La situazione, come da anni sosteniamo (e, quel che più conta, sostenevano i revisori) era molto peggiore di quanto descrivevano i pur pessimi bilanci sempre in perdita. Nonostante che fossero abbelliti da irregolari operazioni cosmetiche (per oltre 7 milioni, nel bilancio 2018) disvelate dai revisori. Nonostante per anni si avvalessero delle rinunce dei contadini, che conferivano l’uva a prezzi nettamente inferiori a quelli pagati dalle altre cantine. Nonostante ci fosse stato l’afflusso di fondi clientelari (10 milioni) graziosamente regalati dall’allora presidente della Pat Ugo Rossi.
Dunque Pedron ha deciso di mettere le cose a posto. Pagare il dovuto ai contadini (non c’era altra strada, pena un’ulteriore emorragia verso le altre cantine); e riconoscere come fasulle le poste indicate dai revisori. Risultato: il bilancio 2019 è un disastro. La LaVis va sbaraccata.
Come? Anzitutto attraverso la confluenza in Cavit; cosa non facilissima, perché Cavit non intende assumersi oneri da una Cantina che 15 anni fa era uscita dal consorzio portandosi dietro (in una gara al ribasso) il migliore cliente (l’importatore americano); e che poi aveva per anni fatto una concorrenza discutibile avvalendosi dei fondi dovuti agli appoggi politici (Dellai prima, Rossi poi). Quindi Cavit non fa e non farà sconti. Questo vuol dire che dell’ormai ex gruppo LaVis assorbirà volentieri il pregevole spumantificio Cesarini Sforza, che bene completa e valorizza la propria gamma di prodotti; assorbirà invece malvolentieri Casa Girelli, che realisticamente piloterà verso una chiusura soft, in quanto disinteressata all’acquisto, lavorazione e commercializzazione di vini extra regionali di fascia bassa. Sulla Cantina vera e propria invece i discorsi sono in corso, ma la linea è definita: LaVis entra in Cavit, quindi non si porta dietro una serie di attività che sarebbero doppioni, a iniziare dalla commercializzazione; ed entra pulita, cioè senza debiti. Cavit, insomma, è disposta a ricollocare il personale che risulterà ridondante, non a sborsare soldi.
Quindi, chi paga? A questo punto sembra che a pagare siano proprio le banche (e anche la finanziaria, cioè Isa). Di fronte all’eventualità per niente remota di un fallimento da cui non ricaverebbero niente, sembrano disposte a rinunciare a una grossa fetta dei loro crediti, peraltro già iscritti in bilancio come difficilmente esigibili.
Insomma, la storia della LaVis sembra conclusa.
Non è stata una bella pagina, dell’economia trentina, della politica, della cooperazione.

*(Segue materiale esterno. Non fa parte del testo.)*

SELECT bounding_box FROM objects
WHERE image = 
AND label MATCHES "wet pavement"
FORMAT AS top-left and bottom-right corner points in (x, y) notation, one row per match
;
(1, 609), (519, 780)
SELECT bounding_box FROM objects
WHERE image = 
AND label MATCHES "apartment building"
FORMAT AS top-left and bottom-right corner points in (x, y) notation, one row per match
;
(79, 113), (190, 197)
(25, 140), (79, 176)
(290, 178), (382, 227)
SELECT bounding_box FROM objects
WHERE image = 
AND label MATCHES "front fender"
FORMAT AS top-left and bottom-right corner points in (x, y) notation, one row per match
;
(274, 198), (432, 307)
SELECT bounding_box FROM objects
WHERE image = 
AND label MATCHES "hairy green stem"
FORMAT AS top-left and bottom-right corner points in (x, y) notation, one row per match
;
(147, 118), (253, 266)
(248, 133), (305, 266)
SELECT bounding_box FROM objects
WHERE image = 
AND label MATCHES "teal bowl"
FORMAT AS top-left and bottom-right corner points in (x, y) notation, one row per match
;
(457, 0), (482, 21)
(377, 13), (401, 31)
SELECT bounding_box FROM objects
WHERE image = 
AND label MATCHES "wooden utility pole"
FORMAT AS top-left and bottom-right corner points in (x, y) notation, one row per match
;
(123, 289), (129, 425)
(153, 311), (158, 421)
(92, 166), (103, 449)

Si sono viste all’opera le peggiori commistioni tra politica ed economia; si è data in mano un’azienda in crisi a persone pessime (il commissario Zanoni) o inadeguate (il commissario Girardi) ma contigue al potere (rispettivamente Dellai e Rossi). Centinaia di contadini hanno ricevuto, per anni, una remunerazione inadeguata al loro lavoro. Le iniziali caratteristiche innovative della Cantina – zonizzazzione del territorio, tentativo di coniugare grandi numeri e produzione d’eccellenza – sono state travolte e forse dimenticate.
L’unica speranza è che questa storia almeno insegni qualcosa.